Apple Watch gets a dynamic app grid with five Siri-suggested icons, a tap gesture to open Smart Stack widgets, and a consolidated Find My app combining Devices, Items, and People. Vision Pro turns panoramas into spatial scenes for personal Environments, with Wi-Fi up to three times faster. None of these alone justify new hardware, but they address real gaps.

Apple Maps gets an enhanced Flyover mode that uses AI to combine aerial imagery with detail. tvOS 27 was barely mentioned, which tells you where Apple’s TV ambitions currently stand.

Where things stand

Tim Cook WWDC 2026 Last Keynote as Apple CEOWWDC 2026 was Tim Cook’s last keynote as CEO. Apple announced in April that Cook becomes executive chairman and hardware chief John Ternus takes over as CEO on September 1. We got a software-only show: no new hardware, no foldable, no Vision Pro price cut. Apple is betting its AI catch-up is compelling enough to carry the summer.

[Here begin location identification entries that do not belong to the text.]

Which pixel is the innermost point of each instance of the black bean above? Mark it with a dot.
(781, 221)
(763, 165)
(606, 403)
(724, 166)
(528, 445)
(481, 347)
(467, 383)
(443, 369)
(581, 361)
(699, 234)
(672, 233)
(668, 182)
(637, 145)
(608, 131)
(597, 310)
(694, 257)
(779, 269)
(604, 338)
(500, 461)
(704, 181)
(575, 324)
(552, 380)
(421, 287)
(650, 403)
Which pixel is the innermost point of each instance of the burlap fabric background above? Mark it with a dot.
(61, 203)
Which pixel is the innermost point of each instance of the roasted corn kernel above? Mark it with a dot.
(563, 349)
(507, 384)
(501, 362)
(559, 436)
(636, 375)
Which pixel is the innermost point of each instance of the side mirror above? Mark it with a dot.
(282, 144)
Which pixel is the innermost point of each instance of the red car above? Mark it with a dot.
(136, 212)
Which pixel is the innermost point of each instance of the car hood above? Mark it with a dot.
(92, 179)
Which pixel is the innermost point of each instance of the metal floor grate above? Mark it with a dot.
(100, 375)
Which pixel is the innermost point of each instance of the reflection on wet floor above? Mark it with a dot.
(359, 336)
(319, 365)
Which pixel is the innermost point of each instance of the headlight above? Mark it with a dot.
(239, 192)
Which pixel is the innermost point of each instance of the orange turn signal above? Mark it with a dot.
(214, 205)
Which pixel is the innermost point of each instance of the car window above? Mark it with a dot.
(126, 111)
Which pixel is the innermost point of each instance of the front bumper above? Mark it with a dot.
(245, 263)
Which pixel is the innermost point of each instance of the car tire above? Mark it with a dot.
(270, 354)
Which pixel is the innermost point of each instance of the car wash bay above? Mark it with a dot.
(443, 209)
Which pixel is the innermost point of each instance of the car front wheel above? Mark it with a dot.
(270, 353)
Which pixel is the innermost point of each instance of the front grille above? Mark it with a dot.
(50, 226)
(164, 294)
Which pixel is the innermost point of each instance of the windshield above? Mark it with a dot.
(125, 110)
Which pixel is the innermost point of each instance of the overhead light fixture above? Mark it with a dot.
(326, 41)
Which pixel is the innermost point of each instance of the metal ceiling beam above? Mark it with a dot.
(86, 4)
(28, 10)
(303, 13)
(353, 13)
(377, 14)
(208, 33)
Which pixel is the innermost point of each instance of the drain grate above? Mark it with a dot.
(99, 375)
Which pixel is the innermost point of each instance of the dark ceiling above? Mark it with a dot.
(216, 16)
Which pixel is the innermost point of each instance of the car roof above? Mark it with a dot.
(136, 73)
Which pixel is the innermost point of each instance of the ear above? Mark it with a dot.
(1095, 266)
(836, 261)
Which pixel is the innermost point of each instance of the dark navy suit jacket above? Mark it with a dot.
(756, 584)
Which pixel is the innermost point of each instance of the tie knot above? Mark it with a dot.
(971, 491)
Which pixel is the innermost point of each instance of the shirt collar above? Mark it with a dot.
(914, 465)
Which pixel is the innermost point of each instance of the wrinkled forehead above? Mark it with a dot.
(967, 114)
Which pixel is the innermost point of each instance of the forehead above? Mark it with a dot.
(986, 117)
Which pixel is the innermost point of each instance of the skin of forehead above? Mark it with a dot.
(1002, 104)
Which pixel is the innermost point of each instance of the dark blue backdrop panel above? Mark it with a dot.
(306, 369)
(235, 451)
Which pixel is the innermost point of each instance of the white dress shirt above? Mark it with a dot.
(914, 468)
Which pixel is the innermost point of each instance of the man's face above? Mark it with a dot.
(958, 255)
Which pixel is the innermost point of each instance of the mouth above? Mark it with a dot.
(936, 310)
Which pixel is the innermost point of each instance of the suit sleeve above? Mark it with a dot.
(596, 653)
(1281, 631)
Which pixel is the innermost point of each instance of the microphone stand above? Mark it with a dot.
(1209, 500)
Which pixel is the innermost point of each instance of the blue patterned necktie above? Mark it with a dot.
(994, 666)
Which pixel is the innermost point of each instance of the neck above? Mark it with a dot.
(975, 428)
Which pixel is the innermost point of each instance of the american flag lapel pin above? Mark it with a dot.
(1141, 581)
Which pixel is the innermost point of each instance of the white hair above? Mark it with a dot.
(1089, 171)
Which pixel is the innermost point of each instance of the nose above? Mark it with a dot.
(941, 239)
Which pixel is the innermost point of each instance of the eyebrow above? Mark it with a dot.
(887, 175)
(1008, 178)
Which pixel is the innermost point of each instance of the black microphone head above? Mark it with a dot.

Developer betas are out now, public betas arrive in July, and final releases ship this fall. If you’re on compatible hardware, Siri AI is the clearest reason to update. Everything else is polish, performance, and parental controls. After two years of promising an AI revolution, Apple showed its hand by building with Google, betting that architecture matters more than owning every line of the model.